Strength Training. If you’ve been moving and stretching a good part of your range of motion should be in place at this point but your muscles have probably lost a good deal of strength. This is the time to start building but go slow at first. If exercise produces noticeable pain the following day, then back off. Begin with an exercise routine you can do daily without pain the next day. Progressively increase from there to challenge connective tissues, stimulate growth and improve function. Consider seeing a personal trainer or physiotherapist if you need help.

Use a foam roller. Working your muscles with a foam roller reduces muscle tension. It breaks up scar tissue and sore knots, preventing your joints from aching and takes away the soreness faster. Go gently at first and focus on surrounding and compensatory muscle aches until healing is well under way (a few weeks) then play with the pressure onsite. It might be uncomfortable but shouldn’t hurt overmuch.
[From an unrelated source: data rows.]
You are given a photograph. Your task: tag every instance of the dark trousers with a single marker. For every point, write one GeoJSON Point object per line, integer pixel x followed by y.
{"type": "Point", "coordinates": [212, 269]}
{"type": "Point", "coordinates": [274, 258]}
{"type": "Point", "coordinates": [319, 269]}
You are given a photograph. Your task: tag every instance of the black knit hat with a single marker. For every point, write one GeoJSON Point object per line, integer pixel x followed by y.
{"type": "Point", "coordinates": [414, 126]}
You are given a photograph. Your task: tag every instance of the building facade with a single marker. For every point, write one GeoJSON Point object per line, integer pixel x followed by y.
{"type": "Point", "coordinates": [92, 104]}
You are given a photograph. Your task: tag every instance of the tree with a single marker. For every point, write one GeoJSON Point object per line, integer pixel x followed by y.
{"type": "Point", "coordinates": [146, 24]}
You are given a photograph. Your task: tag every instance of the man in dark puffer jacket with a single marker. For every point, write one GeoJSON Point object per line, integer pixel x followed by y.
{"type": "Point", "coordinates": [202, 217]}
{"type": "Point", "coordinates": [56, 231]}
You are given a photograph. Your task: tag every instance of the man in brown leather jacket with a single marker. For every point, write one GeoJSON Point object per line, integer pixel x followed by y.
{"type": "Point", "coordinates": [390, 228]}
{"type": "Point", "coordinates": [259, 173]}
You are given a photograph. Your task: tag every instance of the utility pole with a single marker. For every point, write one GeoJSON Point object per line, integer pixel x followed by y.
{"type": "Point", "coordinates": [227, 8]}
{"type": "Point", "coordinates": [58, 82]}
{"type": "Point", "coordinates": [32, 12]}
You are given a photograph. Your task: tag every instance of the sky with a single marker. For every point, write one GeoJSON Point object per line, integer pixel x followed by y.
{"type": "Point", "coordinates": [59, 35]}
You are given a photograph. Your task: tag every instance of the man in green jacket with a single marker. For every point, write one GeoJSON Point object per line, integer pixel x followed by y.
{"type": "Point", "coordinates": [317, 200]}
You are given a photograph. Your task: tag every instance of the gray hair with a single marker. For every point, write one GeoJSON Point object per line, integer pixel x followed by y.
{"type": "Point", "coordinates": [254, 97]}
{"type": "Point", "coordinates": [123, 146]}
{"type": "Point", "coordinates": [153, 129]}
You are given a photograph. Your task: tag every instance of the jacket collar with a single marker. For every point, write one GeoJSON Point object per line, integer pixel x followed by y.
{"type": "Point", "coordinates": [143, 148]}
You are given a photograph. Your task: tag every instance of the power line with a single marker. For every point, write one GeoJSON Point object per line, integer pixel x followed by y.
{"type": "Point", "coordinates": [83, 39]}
  • Run the foam roller over your sore muscle groups for 30 – 60 seconds each.
  • Use the roller when you wake up in the morning, before you go to sleep, and throughout the day when you have time.

All these steps, if done mindfully and with commitment, will greatly lessen recovery time and allow close to full healing to occur. It is important to note, however, that even the best remodeling still leaves us with a patch of ‘foreign’ tissue that will function differently from the original tissue. However, with careful re-patterning of movement, stretching and strength work, the surrounding muscles will rework themselves in such a way that the original injury is almost, if not fully, unnoticed. So take your time and do it right!